Obesity is one of Mississippi's pressing public health problems. Since 2005, the state has ranked first in the nation in adult obesity prevalence. For authorities to take targeted action against the obesity epidemic, counties, regions, and subpopulations that are most affected by obesity need to be identified. The objective of this study was to assess the scope, socioeconomic and geographic characteristics, and temporal trends of the obesity epidemic in Mississippi.
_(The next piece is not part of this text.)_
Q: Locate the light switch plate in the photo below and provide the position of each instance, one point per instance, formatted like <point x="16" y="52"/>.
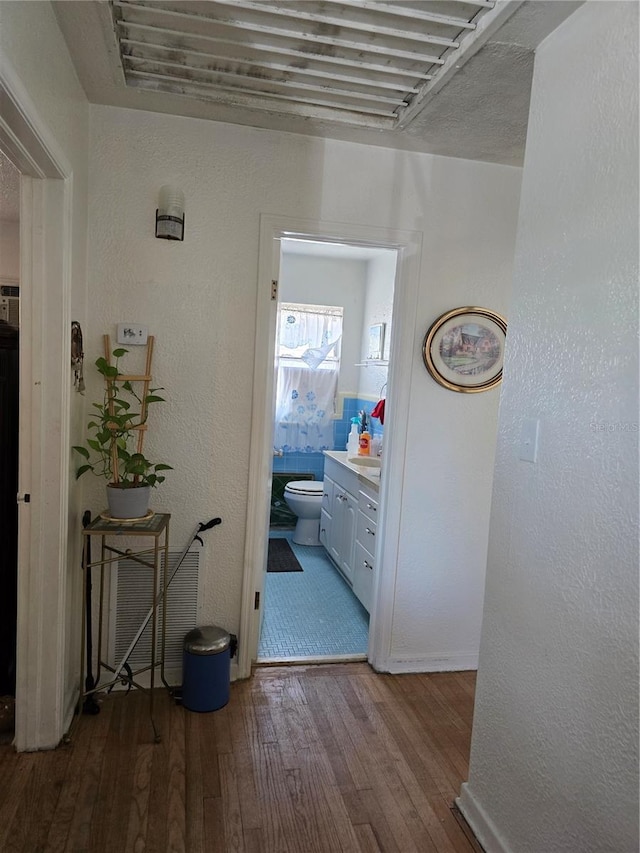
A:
<point x="132" y="334"/>
<point x="529" y="440"/>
Using 2007-2009 Mississippi Behavioral Risk Factor Surveillance System data and auxiliary data, we applied a small-area estimation method to estimate county-level obesity prevalence in 2007 through 2009, to assess the association between obesity and socioeconomic factors and to evaluate temporal trends. We determined geographic patterns by mapping obesity prevalence. We appraised the precision of estimates by the width of 95% confidence intervals, and we validated our small-area estimates by comparing them with direct estimates.
In 2009, the county prevalence of obesity ranged from 30.5% to 44.2%. Counties with the highest prevalence of obesity were in the Delta region and along the Mississippi River. The obesity prevalence increased from 2007 through 2009. Age, sex, race, education, and employment status were associated with obesity.
The 2009 obesity prevalence in all Mississippi counties was substantially higher than the national average and differed by geography and race. Although urgent intervention measures are needed in the entire state, policies and programs giving higher priority to higher-risk areas and subpopulations identified by this study may be better strategies.